The New York Times, in its article "Obama Visits Capitol to Press Republicans on Stimulus Plan", quotes President Obama urging legislators to "put politics aside and do the American people's business right now."
"Representative John A. Boehner of Ohio, the House Republican leader, said after the meeting that significant philosophical differences remained between the president and the Republicans, but they also agreed on several fronts. The mere fact of the meeting, he said, was an early sign of a willingness by the White House to solicit input from all sides. ...
But even before the president stepped into the meeting, Republican leaders in the House asked their members during a closed-door meeting on Tuesday to oppose the recovery plan unless significant adjustments are made before the bill comes up for a vote on Wednesday. ...
“The goal is to seek their input,” Robert Gibbs, a White House spokesman, said of the meetings with Republicans. “He wants to hear their ideas. If there are good ideas — and I think he assumes there will be — we will look at those ideas.”
- Jeff Zeleny, The New York Times
When Republicans are in control, in the White House and Congress, they ride roughshod over feckless Democrats. When the G.O.P. is not in power, they play a partisan game of obstructionism, and cry phony fouls.
As Bob Herbert writes today in his New York Times column, "The Same Old Song", "When the G.O.P. talks, nobody should listen."

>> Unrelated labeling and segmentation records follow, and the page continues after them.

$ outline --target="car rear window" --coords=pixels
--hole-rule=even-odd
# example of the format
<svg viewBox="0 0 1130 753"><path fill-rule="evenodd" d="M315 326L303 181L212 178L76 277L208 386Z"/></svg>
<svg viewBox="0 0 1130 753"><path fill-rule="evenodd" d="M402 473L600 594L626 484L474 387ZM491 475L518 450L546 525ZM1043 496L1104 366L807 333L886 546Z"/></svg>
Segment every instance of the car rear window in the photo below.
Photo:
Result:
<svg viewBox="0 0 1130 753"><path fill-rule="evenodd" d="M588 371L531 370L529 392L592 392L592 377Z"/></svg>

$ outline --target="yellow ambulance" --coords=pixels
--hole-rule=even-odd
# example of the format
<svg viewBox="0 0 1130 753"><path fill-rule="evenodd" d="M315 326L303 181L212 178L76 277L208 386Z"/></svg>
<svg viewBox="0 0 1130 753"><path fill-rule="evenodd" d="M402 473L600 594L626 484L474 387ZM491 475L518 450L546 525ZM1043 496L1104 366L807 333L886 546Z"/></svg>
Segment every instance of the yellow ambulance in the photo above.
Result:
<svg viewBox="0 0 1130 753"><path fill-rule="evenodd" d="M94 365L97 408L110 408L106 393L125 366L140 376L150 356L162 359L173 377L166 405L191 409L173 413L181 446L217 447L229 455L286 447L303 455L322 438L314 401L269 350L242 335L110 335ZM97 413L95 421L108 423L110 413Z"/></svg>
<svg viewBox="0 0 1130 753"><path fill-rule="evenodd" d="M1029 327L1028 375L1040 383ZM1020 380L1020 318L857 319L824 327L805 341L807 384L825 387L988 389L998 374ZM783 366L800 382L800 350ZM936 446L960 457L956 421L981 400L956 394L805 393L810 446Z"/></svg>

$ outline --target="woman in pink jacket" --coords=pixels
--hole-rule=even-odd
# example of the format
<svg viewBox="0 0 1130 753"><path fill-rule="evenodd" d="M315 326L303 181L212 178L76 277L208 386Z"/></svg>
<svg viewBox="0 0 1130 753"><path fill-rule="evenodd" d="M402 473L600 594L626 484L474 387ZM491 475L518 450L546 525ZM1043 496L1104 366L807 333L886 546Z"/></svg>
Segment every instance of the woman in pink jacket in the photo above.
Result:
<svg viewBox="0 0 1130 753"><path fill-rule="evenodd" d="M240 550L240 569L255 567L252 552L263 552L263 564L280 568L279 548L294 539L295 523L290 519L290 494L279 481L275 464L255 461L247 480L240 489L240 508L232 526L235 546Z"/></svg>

"The question that I would like answered is why anyone listens to this
crowd anymore. G.O.P. policies have been an absolute backbreaker for
the middle class. (Forget the poor. Nobody talks about them anymore,
not even the Democrats.) The G.O.P. has successfully engineered a
wholesale redistribution of wealth to those already at the top of the
income ladder and then, in a remarkable display of chutzpah, dared
anyone to talk about class warfare. ...
When the G.O.P. talks, nobody should listen. Republicans have argued, with the collaboration of much of the media, that they could radically cut taxes while simultaneously balancing the federal budget, when, in fact, big income-tax cuts inevitably lead to big budget deficits. We listened to the G.O.P. and what do we have now? A trillion-dollar-plus deficit and an economy in shambles."